Andrew Anglin
Daily Stormer
October 2, 2018
I’m not gonna lie.
I’m an organic health snob, and when I lived in the US, I loved Whole Foods deeply.
I loved being able to talk to the farmers who butchered my beef and pork, I loved being able to ask detailed questions about types of plastic being used and get detailed answers, I loved the whole feel of the store, with only white people doing white people shopping for white people foods.
I also had several friends who worked there, and got paid relatively great for having no college education, and even got benefits. They could also request transfers to different cities, and the company would help them move and set up in the new area.
It was a little bit like a cult. But a good cult. Mostly.
So even though I don’t have access to these stores anymore, it was sad for me when Amazon bought it. And I am not surprised the employees are sad too.
Whole Foods staff are worried that Amazon, the grocery chain’s new owner, is trying to turn them into “robots” and are seeking to set up a union to protect their jobs.
Workers at “America’s healthiest grocery store” say management is trying to cut jobs and reduce wages as they reshape the 38-year-old grocery chain in Amazon’s image.
“No one trusts Amazon and there are fears in upper management that Amazon will clean house if sales rates aren’t hit,” said one of the founders of the Whole Worker community in an interview. Staff are reluctant to speak on the record for fear of retaliation and the company has recently started training managers to fight back against union organization.
“They’re squeezing all they can out of the workers. Amazon gives little notice whenever they make changes. When they rolled in the Amazon Prime discount, they only gave stores ten to fourteen days of notice and no extra labor to handle the extra work.”
Whole Foods workers across the United States are beginning to collectively organize in an attempt to push back on changes made to the supermarket chain operations since Amazon acquired the company in August 2017.
On 6 September, a group of workers sent out a letter to Whole Foods stores across the country reaching out to fellow employees to discuss concerns with how Amazon has changed the company as part of the Whole Worker community.
They cited the “order-to-shelf system”, which began three years ago and has accelerated under Amazon, and mass layoffs of certain positions as some of the primary reasons Whole Foods workers are now coordinating efforts to unionize.
I wish them the best of luck trying to fight Amazon.
It hasn’t really worked out very well in the past for anyone who tried it.
I wish Elon Musk would have bought Whole Foods.
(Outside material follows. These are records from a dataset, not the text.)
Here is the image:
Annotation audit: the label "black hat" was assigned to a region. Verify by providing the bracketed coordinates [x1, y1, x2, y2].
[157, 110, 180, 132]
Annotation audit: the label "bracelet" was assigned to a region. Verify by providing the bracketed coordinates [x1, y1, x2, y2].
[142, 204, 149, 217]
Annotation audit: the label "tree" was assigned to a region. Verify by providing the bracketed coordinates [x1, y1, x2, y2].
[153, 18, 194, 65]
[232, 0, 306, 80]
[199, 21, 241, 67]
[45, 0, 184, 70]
And banned Jews from shopping there.
I am hearing tell from my contacts in the states that the store is slowly replacing organic foods with non-organic foods, as well as foods from Mexico, while not lowering the prices.
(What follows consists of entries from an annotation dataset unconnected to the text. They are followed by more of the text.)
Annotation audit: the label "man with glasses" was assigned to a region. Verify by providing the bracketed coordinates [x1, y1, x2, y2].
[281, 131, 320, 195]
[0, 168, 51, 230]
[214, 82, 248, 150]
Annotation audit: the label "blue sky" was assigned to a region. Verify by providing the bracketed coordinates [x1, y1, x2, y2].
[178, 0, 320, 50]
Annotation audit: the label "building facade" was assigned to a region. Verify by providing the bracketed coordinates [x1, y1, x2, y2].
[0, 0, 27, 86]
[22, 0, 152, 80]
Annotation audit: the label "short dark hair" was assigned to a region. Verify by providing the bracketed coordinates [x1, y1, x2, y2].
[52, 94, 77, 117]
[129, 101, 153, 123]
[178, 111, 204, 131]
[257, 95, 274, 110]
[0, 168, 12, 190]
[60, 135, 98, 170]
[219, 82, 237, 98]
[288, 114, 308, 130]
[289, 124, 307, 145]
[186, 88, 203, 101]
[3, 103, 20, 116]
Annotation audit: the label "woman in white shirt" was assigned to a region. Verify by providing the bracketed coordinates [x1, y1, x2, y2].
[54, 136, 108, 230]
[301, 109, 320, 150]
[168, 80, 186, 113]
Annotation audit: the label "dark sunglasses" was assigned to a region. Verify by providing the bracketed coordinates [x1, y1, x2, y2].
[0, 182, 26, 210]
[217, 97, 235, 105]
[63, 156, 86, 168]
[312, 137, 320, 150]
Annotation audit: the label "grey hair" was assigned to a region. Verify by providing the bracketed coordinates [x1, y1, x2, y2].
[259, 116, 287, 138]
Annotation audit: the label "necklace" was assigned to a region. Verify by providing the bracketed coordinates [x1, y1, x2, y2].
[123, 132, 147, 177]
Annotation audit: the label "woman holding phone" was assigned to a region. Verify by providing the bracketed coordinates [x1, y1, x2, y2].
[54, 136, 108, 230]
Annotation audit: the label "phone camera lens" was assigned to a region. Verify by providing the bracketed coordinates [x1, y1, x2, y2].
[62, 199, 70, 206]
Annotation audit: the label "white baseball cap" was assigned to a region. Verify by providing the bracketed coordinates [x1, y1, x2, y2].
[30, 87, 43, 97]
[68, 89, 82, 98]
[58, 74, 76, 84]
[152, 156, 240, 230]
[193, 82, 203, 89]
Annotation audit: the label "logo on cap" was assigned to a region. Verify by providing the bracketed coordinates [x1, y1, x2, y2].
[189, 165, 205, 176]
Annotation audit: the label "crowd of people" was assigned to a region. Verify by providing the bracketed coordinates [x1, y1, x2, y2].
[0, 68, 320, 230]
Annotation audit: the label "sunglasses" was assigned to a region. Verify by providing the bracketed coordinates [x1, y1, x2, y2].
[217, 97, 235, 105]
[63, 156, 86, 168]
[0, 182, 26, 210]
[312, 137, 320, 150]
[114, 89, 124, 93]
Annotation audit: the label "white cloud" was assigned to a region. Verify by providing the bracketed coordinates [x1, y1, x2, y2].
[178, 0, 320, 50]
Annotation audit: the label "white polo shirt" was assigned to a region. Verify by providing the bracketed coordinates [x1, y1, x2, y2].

I think it’s pretty much dead as the goto spot for health psychopaths.
I hope that the staff rises up and that this causes problems for the company and some new alternative can arise.
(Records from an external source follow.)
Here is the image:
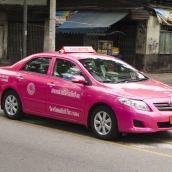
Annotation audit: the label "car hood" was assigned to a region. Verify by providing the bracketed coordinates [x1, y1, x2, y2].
[105, 79, 172, 100]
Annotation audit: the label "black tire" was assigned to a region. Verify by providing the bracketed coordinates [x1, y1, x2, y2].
[2, 90, 24, 119]
[90, 105, 120, 140]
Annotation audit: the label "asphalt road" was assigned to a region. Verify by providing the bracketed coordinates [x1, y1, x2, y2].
[0, 111, 172, 172]
[0, 74, 172, 172]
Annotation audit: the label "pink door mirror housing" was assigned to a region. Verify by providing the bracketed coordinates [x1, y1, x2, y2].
[72, 75, 86, 84]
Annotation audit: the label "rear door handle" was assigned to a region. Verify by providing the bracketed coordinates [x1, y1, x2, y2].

But the thing is, we live in an age of natural monopolies, because everything is so much cheaper when it is done big. That is the problem of modern “capitalism” – it destroys the ability of competition (the original concept of capitalism), because standardization, bulk ordering, bulk delivery mechanisms, etc. – it all makes it so much cheaper for big companies to do anything, making it impossible for a smaller company to ever compete.
Furthermore, we have the phenomenon of any smaller company that is successful being bought out at exorbitant prices (that no man can refuse) by the bigger companies, in order to ensure that the smaller company never becomes a bigger company capable of overtaking it.
Basically, consumerism and the machines have made the traditional concept of capitalism impossible. Especially with the last few decades of “deregulation” encouraging anti-competitive practices by large corporations.
I’m not sure what the exact answer is. But we need something different than we have now.